The work of Tatem et al. 2001 has been carried forward in the present work. Further improvement can
be done in the technique through mineral mapping at a finer scale. Additional datasets can be included
to add more constraints and give an improvised super-resolution mapping.
The accuracies obtained for zoom factor of 3, 5 and 10 are higher than the targeted accuracy (78% was
expected for zoom factor of 3, whereas accuracy higher than 82% was obtained). Out of several possible
reasons for classification errors, one important cause can be the omission of some of the bands from the
dataset. Due to a preponderance of noise the first 20 bands were excluded from the hyperspectral data
used in the present study.
The execution time was within desirable limits. The algorithm produces very reproducible and
consistent results because of robust initialization algorithm used.
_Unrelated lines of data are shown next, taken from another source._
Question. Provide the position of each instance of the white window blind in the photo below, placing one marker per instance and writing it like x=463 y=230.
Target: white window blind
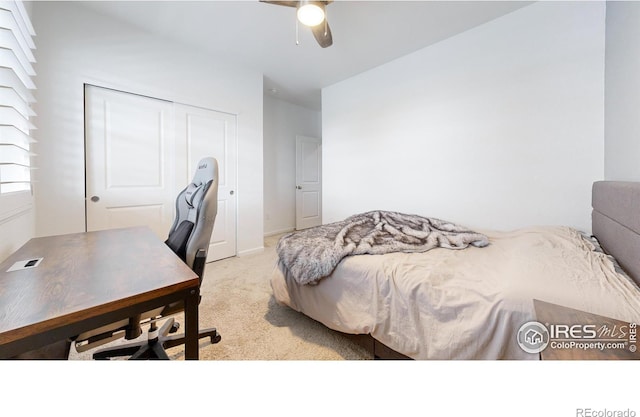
x=16 y=85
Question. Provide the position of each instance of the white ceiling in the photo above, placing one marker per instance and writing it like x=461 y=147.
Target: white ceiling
x=263 y=36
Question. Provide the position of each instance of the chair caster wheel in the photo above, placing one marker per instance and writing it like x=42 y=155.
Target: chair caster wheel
x=174 y=328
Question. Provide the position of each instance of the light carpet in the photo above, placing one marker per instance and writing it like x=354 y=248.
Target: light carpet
x=237 y=300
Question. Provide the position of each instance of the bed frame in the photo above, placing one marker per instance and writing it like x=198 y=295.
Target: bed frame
x=615 y=222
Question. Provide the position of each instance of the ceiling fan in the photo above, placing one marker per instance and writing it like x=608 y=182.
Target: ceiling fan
x=312 y=14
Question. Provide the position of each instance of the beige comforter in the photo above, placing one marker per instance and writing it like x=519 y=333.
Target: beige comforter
x=466 y=304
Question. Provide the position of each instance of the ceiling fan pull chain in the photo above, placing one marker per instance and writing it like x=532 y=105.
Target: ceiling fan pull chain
x=326 y=18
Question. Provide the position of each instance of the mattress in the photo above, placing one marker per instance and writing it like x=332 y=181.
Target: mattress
x=464 y=304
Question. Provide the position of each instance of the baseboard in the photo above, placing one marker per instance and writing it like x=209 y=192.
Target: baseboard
x=251 y=251
x=279 y=232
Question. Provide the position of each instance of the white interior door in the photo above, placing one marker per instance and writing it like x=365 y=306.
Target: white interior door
x=129 y=161
x=141 y=152
x=308 y=182
x=212 y=133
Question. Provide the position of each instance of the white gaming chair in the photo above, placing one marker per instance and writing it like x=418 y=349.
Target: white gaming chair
x=189 y=237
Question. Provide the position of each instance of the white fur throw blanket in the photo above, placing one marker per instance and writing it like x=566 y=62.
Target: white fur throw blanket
x=312 y=254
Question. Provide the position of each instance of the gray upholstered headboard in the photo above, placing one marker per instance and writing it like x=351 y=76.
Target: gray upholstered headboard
x=615 y=222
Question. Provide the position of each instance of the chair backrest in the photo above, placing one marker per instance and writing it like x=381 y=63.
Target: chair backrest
x=196 y=210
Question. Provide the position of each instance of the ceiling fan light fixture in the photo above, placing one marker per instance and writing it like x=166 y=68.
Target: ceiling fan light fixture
x=311 y=13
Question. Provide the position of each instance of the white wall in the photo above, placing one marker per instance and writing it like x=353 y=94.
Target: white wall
x=499 y=127
x=77 y=46
x=282 y=122
x=622 y=100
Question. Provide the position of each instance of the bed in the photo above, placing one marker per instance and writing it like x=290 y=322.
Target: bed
x=470 y=303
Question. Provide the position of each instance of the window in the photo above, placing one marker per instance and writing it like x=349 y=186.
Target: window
x=16 y=71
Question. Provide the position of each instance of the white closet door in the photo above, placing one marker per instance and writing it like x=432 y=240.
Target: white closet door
x=212 y=133
x=308 y=182
x=141 y=152
x=129 y=161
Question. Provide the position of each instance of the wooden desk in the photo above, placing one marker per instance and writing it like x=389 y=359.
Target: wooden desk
x=87 y=280
x=547 y=313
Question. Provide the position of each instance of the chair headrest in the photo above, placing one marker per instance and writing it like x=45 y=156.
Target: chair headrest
x=204 y=174
x=205 y=171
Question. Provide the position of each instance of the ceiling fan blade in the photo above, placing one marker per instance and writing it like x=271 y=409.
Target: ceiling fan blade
x=322 y=33
x=281 y=3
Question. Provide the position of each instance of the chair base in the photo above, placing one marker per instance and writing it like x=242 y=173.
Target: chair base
x=154 y=347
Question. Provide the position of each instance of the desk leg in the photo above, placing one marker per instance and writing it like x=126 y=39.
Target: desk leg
x=191 y=348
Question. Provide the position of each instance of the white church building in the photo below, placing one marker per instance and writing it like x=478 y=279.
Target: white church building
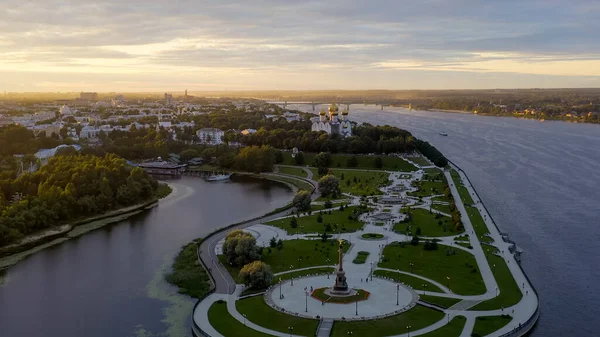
x=333 y=124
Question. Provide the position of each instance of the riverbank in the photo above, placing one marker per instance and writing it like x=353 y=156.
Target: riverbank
x=32 y=244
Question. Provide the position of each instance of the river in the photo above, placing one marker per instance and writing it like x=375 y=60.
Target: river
x=110 y=282
x=541 y=183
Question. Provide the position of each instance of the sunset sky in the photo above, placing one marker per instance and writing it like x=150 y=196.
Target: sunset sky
x=133 y=45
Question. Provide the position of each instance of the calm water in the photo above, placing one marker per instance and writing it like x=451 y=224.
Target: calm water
x=541 y=183
x=98 y=284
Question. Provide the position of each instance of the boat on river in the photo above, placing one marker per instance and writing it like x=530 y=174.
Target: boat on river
x=218 y=177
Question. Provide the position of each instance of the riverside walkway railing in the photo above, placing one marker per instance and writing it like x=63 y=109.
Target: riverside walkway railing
x=523 y=329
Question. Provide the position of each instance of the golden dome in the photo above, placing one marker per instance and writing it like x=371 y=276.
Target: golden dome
x=333 y=108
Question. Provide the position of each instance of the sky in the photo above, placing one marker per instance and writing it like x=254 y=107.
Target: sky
x=156 y=45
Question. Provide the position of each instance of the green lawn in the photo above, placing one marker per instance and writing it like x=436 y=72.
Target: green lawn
x=478 y=223
x=465 y=278
x=309 y=224
x=427 y=188
x=296 y=171
x=452 y=329
x=429 y=224
x=390 y=163
x=359 y=182
x=417 y=317
x=442 y=208
x=258 y=312
x=228 y=326
x=311 y=252
x=414 y=282
x=444 y=302
x=301 y=273
x=188 y=274
x=420 y=161
x=486 y=325
x=361 y=257
x=510 y=294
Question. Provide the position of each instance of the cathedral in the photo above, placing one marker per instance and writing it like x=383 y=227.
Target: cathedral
x=333 y=123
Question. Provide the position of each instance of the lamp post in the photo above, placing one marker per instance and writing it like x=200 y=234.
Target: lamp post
x=306 y=302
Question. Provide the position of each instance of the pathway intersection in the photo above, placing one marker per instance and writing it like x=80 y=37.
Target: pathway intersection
x=386 y=296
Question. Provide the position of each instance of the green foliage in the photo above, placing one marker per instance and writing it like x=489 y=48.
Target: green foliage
x=188 y=274
x=68 y=189
x=240 y=248
x=302 y=200
x=256 y=275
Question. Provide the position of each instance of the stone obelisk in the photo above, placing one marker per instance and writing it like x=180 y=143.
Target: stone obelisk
x=340 y=286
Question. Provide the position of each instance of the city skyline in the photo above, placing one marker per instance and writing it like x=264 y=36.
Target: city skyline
x=268 y=45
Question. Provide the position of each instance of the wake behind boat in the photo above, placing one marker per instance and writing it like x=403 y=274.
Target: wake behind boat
x=218 y=177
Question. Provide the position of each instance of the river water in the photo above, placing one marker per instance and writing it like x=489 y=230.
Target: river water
x=110 y=282
x=541 y=183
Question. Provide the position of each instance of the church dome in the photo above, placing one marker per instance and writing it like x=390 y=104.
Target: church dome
x=333 y=108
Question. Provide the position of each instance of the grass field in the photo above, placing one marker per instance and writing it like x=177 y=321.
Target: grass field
x=309 y=224
x=429 y=224
x=359 y=182
x=427 y=188
x=414 y=282
x=417 y=317
x=419 y=161
x=461 y=268
x=452 y=329
x=296 y=171
x=486 y=325
x=361 y=257
x=258 y=312
x=390 y=163
x=228 y=326
x=510 y=294
x=310 y=252
x=444 y=302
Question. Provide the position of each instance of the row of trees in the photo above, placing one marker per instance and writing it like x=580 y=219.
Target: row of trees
x=66 y=189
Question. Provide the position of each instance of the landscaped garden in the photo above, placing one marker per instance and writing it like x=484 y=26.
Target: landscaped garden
x=417 y=318
x=452 y=267
x=338 y=221
x=258 y=312
x=361 y=257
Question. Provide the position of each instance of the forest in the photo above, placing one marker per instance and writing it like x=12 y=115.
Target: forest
x=67 y=189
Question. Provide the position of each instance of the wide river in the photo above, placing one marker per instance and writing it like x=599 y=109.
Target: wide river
x=541 y=183
x=110 y=282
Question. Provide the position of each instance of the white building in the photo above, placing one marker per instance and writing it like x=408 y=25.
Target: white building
x=333 y=124
x=210 y=136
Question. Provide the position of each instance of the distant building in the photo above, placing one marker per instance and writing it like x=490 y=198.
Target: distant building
x=210 y=136
x=333 y=124
x=88 y=96
x=168 y=99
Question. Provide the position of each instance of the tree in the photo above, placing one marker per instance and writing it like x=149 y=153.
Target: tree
x=299 y=158
x=256 y=275
x=329 y=185
x=378 y=162
x=240 y=248
x=302 y=200
x=352 y=162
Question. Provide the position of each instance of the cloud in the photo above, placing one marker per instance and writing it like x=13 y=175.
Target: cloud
x=217 y=41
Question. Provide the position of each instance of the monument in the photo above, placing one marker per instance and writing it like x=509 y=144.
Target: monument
x=341 y=286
Appendix The source code of project implementation has been included in a separate zip file.
References
ARORA, M.K., AND TIWARI, K.C., 2013, Subpixel Target Enhancement in Hyperspectral Images,
Defence Science Journal,63:1, pp. 63-68.
LING, F., DU, Y., XIAO, F., XUE, H. and WU, S., 2010, Super-resolution land-cover mapping using
multiple sub-pixel shifted remotely sensed images, International Journal of Remote Sensing, 31: 19, pp.
5023-5040.
SHIKHA GAUR, 2014, Master’s thesis work on Sub-pixel mapping with hyperspectral images using
Super-resolution, Indian Institute of Technology Bombay
PARK, S.C., PARK, M.K., and KANG, M.G., 2003, Super-resolution image reconstruction: a technical
overview, Signal Processing Magazine, IEEE, 20:3, pp. 21-36.
TATEM, A.J., LEWIS, H.G., ATKINSON, P.M. and NIXON, M.S., 2001, Superresolution target
identification from remotely sensed images using a Hopfield neural network, IEEE Transactions on
Geoscience and Remote Sensing, 39, pp. 781796.
TSO, B. and MATHER, P.M., 2009, Classification Methods for Remotely Sensed Data (CRC Press).